‘I don’t belong here’: Homeless Albertans describe life in Wetaskiwin encampment

‘I don’t belong here’: Homeless Albertans describe life in Wetaskiwin encampment

WETASKIWIN, Alta. — Alvin Johnson holds on to a tarp flying in the wind as his partner tries to secure the corners of their tent with shards of wood.

His weathered hands wipe tears from his eyes as he talks about living in a homeless encampment on the edge of Wetaskiwin, southeast of Edmonton.

“I wish they would help us,” said Johnson. “I don’t belong here.”

The City of Wetaskiwin moved the camp to a city-owned plot of land after shutting down the community’s homeless shelter in August.

Johnson, 61, used to live in nearby Maskwacis, which serves reserves from four Cree First Nations. The City of Wetaskiwin and band leaders have failed to help him, he said.

“It’s like the reserve — you have to take care of yourself,” said Johnson about living at the camp. “When we step out of the boundary, we’re on our own.”

Fights break out in the “tent city,” he said, but people try and look out for one another. His biggest worry is his chosen family getting hurt.

In between long pauses, he talked about traumas he’s faced, including the death of a brother and being beaten with a hammer. He doesn’t say whether the attack happened at the camp.

He joins upwards of 60 other people in the open field fighting to stay warm as winter nears.

The frigid air creeps into tattered tents at night and people wake up to frost in the morning. Ashes sit at the bottom of fire pits. On a chilly day in October, there’s no more wood to start a fire.

“I can just see people declining, deteriorating and mental health is getting worse and worse,” said Kristen Anderson, who lives in one of the tents.

Anderson, 41, said he started living rough in 2019 after his parents died, his welding company went under and he weathered a divorce. He turned to alcohol to cope, which he said only made things worse.

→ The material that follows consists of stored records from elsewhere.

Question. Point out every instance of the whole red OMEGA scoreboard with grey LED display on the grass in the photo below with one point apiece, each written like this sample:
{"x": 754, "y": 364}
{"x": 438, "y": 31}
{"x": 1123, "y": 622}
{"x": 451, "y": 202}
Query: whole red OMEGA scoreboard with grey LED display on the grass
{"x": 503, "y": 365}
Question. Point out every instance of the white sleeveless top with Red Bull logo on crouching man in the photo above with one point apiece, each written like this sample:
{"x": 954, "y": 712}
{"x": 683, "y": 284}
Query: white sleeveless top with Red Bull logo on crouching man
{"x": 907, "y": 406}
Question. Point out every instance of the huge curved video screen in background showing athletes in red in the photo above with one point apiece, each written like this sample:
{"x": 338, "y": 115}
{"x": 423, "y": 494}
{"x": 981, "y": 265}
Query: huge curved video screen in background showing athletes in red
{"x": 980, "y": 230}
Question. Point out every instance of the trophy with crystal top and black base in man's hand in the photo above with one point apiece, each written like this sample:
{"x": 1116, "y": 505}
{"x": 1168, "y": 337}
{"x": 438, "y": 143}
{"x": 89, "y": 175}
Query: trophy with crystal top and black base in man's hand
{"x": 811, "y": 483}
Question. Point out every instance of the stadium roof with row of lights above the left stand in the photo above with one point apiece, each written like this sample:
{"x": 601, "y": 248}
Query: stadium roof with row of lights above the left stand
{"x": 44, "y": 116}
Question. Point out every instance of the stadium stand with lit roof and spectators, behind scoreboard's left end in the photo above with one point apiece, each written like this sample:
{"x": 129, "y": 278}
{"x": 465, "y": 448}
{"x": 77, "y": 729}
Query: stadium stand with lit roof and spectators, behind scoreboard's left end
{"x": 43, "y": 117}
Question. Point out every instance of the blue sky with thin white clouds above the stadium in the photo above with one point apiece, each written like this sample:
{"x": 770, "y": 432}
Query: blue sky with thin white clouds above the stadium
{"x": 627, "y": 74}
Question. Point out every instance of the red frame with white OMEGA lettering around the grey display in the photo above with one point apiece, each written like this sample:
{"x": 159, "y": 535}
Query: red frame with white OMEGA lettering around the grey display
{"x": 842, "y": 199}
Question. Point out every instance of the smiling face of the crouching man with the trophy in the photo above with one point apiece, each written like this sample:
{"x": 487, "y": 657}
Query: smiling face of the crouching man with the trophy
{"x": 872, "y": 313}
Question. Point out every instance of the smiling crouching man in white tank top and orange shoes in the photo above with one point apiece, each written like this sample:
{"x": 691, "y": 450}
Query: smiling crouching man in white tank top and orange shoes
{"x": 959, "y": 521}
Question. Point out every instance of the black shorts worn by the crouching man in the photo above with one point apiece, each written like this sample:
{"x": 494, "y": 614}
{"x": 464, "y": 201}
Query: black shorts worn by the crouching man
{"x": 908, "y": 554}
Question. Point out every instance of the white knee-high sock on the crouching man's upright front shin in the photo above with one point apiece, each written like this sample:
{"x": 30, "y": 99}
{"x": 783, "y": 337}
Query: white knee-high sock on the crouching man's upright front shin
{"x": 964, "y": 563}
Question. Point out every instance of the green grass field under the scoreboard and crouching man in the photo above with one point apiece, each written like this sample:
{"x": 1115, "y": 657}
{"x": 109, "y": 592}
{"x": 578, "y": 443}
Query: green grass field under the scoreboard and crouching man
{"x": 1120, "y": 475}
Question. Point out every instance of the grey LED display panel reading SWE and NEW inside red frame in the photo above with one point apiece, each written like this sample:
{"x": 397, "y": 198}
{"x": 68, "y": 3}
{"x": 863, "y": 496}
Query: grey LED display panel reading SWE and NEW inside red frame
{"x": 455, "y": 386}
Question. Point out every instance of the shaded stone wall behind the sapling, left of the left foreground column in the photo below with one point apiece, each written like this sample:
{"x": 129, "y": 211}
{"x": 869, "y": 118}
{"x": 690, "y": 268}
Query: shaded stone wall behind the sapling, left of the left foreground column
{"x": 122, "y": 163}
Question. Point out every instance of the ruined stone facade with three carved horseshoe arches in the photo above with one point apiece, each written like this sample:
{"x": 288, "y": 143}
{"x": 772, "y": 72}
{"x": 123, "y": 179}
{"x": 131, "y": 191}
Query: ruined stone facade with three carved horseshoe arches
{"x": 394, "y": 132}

A log holds up his tent. There are soap bars at the entrance to deter mice from burrowing inside. Anderson said he has items to protect himself hidden among his belongings but didn’t say what they were.

“Within the last week, it’s been getting a lot worse. I find it’s the predator and the prey. There are people out here preying on the weak,” he said. “I hear women cry themselves to sleep at night.”

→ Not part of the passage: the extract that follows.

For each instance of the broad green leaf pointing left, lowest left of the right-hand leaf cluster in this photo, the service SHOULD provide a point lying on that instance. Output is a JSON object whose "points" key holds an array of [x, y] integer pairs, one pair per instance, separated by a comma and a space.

During the day, most people leave the camp to roam the city, panhandle or seek social supports. Some medical staff and community members visit the site to provide aid.

It’s relatively calm until the sun goes down and alcohol and drugs “add fuel to the fire,” said Anderson.

Another woman at the camp, who declined to give her name, said some community members drive by and hurl insults and racial slurs at the people living there.

“I would choose not to be here,” she said. “But I have no choice.”